Lesley van Schoubroeck, Queensland Mental Health Commissioner July 2013 to June 2017.

It’s been a while.

1969 I started teaching, that makes almost 48 years working in the public sector, with a bit of time off to have children in the 1980s and another break in 2007 to go back to study.

So that is almost half a century spanning Queensland and Western Australia, spanning classroom teaching, research, policy advice to Governments of all flavours, across most of the human services agencies.

The common thread, and one that I hope is there for most public servants, is not the tussles with complex policy problems, not the fights for equality of opportunity, not even the highs of major system reforms that can come to fruition long after the initiators have moved on.

The common thread is knowing I have made an impact on the lives of individual people—it is the faces and names of individuals who I have had the privilege of working with. All it takes is a belief that the public service is there for the public good and some need our help more than others.

In the public service, it is easy to think of our achievements in terms of policies written, of services funded, of performance indicators reported.

There are times when it seems that font shape and font size are the only things that matter.

So it is important to have names and faces to know our time was worthwhile.

The teenage girl with tears in her eyes and all you can do as her maths teacher is give her a safe place to spend the day before she goes home again to a difficult situation.

The young lad who thought he was dumb until he topped the science test because I read the questions—he couldn’t read but he knew his science!

The young public servants who decided to go into teaching or legal aid because they wanted to help people more than they sought a job with a nice office.

Bright aspiring leaders promoted early, only to be cut down by former mentors who suddenly became competitors.

A coffee for experienced leaders dismissed without thanks and without reason, and ostracised by former colleagues.

These are the things that let people know that strangers or colleagues care. These are the things that can help people through the hard times.

None of these things are on our CVs.

And it is the unwritten reason why I believe we need to retain a strong and proud, frank and fearless public service.

In my four years in the Mental Health Commission, many of our achievements have been quietly won:

  • For the first time in over 15 years, data about suicide has been presented in a way that resonates with local health services—that has resulted in local ownership and local action and will save lives
  • The big things and the small things in the mental health act, will improve lives.
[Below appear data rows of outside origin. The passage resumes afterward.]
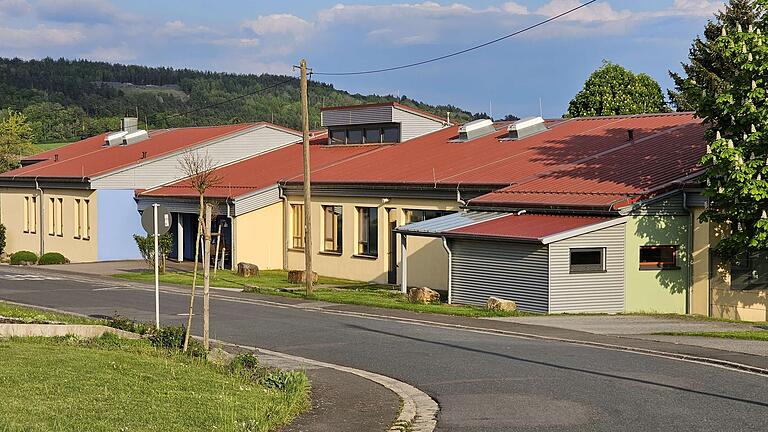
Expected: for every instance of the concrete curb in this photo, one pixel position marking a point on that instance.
(418, 413)
(51, 330)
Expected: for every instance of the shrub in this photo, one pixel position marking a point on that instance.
(23, 258)
(52, 258)
(146, 245)
(2, 238)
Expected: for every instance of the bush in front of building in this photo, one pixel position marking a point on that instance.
(52, 258)
(24, 258)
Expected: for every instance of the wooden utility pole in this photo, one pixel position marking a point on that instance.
(207, 276)
(308, 274)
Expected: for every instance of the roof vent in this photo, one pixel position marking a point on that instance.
(476, 128)
(526, 127)
(129, 124)
(114, 138)
(134, 137)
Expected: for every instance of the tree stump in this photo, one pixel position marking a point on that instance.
(247, 270)
(297, 276)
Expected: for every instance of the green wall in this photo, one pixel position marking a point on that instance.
(663, 291)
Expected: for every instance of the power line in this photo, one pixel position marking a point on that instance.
(214, 105)
(466, 50)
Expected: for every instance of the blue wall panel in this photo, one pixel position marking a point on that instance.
(118, 221)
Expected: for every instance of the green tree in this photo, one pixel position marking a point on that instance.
(732, 102)
(16, 139)
(614, 90)
(707, 69)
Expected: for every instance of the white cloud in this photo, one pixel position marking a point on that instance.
(40, 36)
(14, 7)
(514, 8)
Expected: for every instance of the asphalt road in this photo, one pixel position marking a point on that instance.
(483, 382)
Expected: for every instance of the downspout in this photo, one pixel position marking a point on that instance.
(450, 270)
(232, 265)
(286, 222)
(689, 253)
(41, 220)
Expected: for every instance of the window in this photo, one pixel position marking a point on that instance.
(332, 228)
(368, 231)
(355, 136)
(86, 220)
(412, 216)
(658, 257)
(338, 137)
(78, 227)
(297, 215)
(587, 260)
(372, 135)
(390, 134)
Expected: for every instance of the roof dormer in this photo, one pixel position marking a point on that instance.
(381, 123)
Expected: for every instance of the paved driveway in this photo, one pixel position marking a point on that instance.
(483, 382)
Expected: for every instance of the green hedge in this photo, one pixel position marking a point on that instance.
(23, 257)
(52, 258)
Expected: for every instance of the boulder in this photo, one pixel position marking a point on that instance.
(247, 270)
(297, 276)
(423, 295)
(500, 305)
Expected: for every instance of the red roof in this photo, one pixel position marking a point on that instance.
(613, 178)
(528, 227)
(490, 161)
(87, 158)
(264, 170)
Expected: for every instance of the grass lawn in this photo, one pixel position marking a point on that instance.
(274, 282)
(113, 384)
(10, 310)
(759, 335)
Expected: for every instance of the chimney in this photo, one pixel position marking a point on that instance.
(129, 124)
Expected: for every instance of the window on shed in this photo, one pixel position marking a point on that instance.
(658, 257)
(587, 260)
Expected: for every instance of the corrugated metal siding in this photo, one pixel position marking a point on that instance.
(413, 125)
(353, 116)
(588, 292)
(257, 200)
(513, 271)
(166, 169)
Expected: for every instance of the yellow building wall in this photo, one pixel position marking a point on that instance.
(427, 260)
(745, 305)
(65, 242)
(258, 237)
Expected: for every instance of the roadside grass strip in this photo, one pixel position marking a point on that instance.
(331, 290)
(755, 335)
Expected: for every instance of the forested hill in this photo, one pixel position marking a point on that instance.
(66, 99)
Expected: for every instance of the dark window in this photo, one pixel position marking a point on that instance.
(412, 216)
(373, 135)
(368, 231)
(590, 260)
(355, 136)
(658, 257)
(750, 271)
(338, 137)
(332, 229)
(390, 134)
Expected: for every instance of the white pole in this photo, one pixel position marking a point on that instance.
(157, 269)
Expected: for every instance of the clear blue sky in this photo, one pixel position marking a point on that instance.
(550, 63)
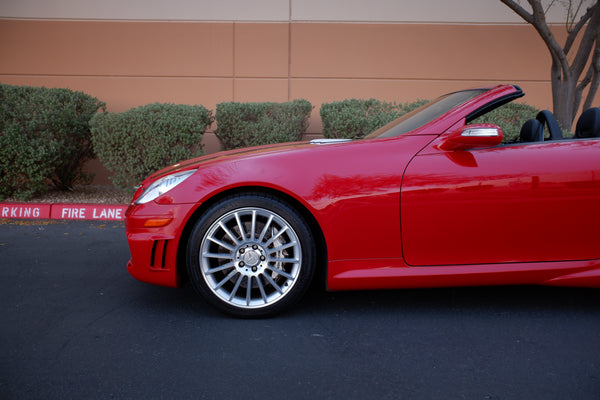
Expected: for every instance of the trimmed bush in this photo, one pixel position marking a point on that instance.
(44, 137)
(355, 119)
(254, 124)
(135, 143)
(510, 117)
We already have feedback of improved lives with legal representation before the Mental Health Review Tribunal
  • Wellbeing activities are springing up across the State
  • Alcohol and other drugs services are now back on the agenda along with mental health services
  • So many government agencies have a much stronger focus on the mental health and wellbeing of the people they work with as well as their staff
  • And as a final effort I have finally secured Queensland a place on the national group that advises on mental health issues in the NDIS—Ivan will represent mental health commissions from July.
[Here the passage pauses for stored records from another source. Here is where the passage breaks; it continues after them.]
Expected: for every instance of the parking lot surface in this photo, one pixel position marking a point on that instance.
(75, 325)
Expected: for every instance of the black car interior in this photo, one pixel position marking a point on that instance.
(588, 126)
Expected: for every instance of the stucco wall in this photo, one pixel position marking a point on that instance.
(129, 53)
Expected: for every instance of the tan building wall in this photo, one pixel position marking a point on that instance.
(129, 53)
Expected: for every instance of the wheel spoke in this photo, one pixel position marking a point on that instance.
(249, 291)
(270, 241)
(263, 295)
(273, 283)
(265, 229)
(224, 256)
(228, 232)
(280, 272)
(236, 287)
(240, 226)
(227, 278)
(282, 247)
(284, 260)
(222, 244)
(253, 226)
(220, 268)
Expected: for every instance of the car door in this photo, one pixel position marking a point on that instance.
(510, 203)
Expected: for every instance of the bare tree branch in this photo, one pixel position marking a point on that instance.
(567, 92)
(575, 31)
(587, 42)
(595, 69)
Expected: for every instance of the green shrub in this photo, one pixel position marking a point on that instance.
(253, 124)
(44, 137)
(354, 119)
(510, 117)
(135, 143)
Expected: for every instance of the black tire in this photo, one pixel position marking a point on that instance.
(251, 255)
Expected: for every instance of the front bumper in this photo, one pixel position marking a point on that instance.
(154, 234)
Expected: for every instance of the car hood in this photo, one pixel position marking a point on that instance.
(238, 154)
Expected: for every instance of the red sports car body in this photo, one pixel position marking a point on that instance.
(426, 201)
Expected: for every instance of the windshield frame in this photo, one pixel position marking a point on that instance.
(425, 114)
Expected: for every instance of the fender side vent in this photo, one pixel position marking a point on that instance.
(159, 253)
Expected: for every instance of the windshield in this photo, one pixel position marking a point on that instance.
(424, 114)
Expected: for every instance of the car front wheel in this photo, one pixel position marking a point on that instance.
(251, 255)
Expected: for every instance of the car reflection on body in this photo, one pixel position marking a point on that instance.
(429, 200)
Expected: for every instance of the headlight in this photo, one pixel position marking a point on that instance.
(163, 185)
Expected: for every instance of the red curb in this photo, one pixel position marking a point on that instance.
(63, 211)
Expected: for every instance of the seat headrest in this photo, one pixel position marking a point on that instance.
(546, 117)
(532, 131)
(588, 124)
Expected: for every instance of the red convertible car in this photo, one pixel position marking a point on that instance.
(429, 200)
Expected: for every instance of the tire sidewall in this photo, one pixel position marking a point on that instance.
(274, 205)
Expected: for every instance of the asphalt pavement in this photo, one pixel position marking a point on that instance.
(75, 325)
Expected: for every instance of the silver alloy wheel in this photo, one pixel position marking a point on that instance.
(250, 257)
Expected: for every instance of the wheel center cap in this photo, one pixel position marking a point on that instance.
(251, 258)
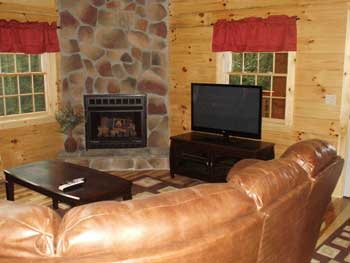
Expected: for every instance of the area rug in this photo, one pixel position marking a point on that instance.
(336, 248)
(144, 186)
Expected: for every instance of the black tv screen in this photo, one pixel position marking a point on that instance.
(227, 109)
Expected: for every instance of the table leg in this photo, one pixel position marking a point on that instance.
(9, 190)
(54, 203)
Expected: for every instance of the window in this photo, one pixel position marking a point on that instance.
(24, 82)
(274, 71)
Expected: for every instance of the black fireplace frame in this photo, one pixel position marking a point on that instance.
(122, 102)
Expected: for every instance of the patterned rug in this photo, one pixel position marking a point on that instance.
(336, 248)
(144, 186)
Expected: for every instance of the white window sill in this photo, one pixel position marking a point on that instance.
(14, 121)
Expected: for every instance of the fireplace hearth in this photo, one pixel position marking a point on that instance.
(115, 121)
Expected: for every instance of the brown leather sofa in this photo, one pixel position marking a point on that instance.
(268, 212)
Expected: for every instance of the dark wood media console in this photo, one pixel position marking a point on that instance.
(209, 157)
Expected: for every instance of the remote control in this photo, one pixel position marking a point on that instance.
(71, 184)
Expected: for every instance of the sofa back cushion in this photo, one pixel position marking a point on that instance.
(266, 181)
(200, 222)
(313, 155)
(280, 189)
(27, 230)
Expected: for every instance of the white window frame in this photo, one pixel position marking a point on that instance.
(48, 63)
(224, 66)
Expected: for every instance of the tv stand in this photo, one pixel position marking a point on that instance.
(209, 157)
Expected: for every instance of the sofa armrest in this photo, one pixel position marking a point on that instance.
(27, 230)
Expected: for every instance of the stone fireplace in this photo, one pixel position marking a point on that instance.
(116, 47)
(115, 121)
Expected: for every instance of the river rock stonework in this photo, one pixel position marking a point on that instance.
(108, 46)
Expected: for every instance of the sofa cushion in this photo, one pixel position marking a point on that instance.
(267, 181)
(313, 155)
(27, 230)
(145, 227)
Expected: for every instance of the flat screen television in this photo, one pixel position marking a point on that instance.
(227, 109)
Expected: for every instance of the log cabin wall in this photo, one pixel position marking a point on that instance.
(31, 142)
(321, 36)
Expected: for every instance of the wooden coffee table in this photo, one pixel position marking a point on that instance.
(45, 176)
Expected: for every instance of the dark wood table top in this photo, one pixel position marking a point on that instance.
(46, 176)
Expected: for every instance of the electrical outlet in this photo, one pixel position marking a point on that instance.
(330, 99)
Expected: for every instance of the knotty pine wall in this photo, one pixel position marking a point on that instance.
(31, 142)
(320, 55)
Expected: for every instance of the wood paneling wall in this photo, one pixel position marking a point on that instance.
(319, 63)
(31, 142)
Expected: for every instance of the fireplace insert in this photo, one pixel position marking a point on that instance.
(115, 121)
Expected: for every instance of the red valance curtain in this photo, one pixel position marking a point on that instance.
(28, 37)
(275, 33)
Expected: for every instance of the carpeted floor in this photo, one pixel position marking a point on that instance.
(336, 248)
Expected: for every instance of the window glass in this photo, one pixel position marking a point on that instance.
(250, 62)
(22, 63)
(266, 69)
(22, 85)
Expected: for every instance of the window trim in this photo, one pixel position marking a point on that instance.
(50, 79)
(223, 68)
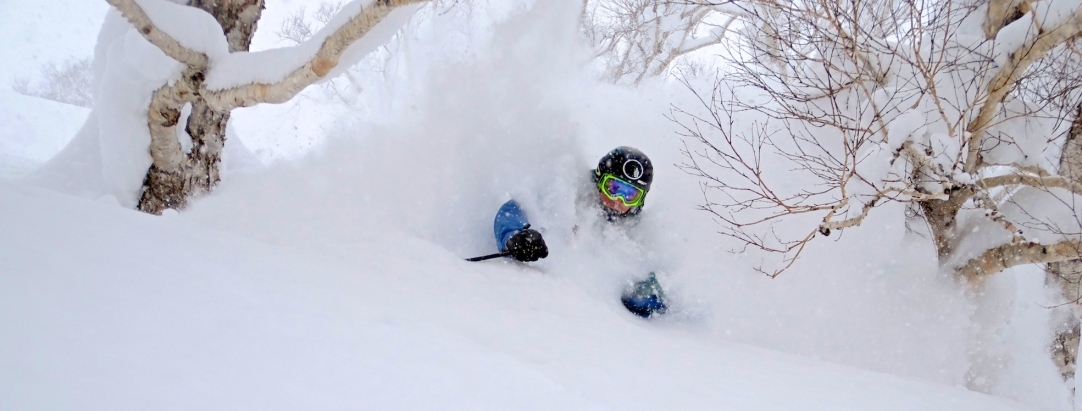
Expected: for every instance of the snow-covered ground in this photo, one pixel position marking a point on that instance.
(333, 277)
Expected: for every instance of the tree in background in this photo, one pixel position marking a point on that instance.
(958, 109)
(218, 75)
(637, 39)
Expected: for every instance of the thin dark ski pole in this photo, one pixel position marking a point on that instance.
(490, 256)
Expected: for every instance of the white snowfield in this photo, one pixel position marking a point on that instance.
(105, 308)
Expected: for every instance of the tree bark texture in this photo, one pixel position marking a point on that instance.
(175, 177)
(1067, 276)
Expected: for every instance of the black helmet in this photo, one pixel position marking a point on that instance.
(628, 163)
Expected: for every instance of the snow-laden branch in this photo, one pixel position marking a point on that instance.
(1013, 254)
(325, 60)
(1032, 181)
(250, 92)
(1013, 69)
(167, 43)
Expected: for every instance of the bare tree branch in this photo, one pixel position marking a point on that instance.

The conversation has changed, and we should take some credit for this. Many Queenslanders now talk about the importance of including and respecting people with lived experience, and increasingly people understand this means lived experience of mental illness, of suicide or problematic use of alcohol and other drugs.

We have been through a very independent review—it determined that we have done a commendable job in challenging circumstances.

So I am content to leave this role, knowing that the Government cannot retreat from its promise to provide redress to the women who survived their teenage years in Wolston Park; and perhaps it’s best to go with a credibility rating of 74% because it will be very hard to go higher if we keep a broad stakeholder base.

We have not met all the expectations of our stakeholders. That would have been impossible. But we have had a good go at meeting a lot and I wish you all well as you move forward.

Finally I would like to acknowledge the Hon Lawrence Springborg MP and the Hon Cameron Dick MP for their support for the Commission over the last four years.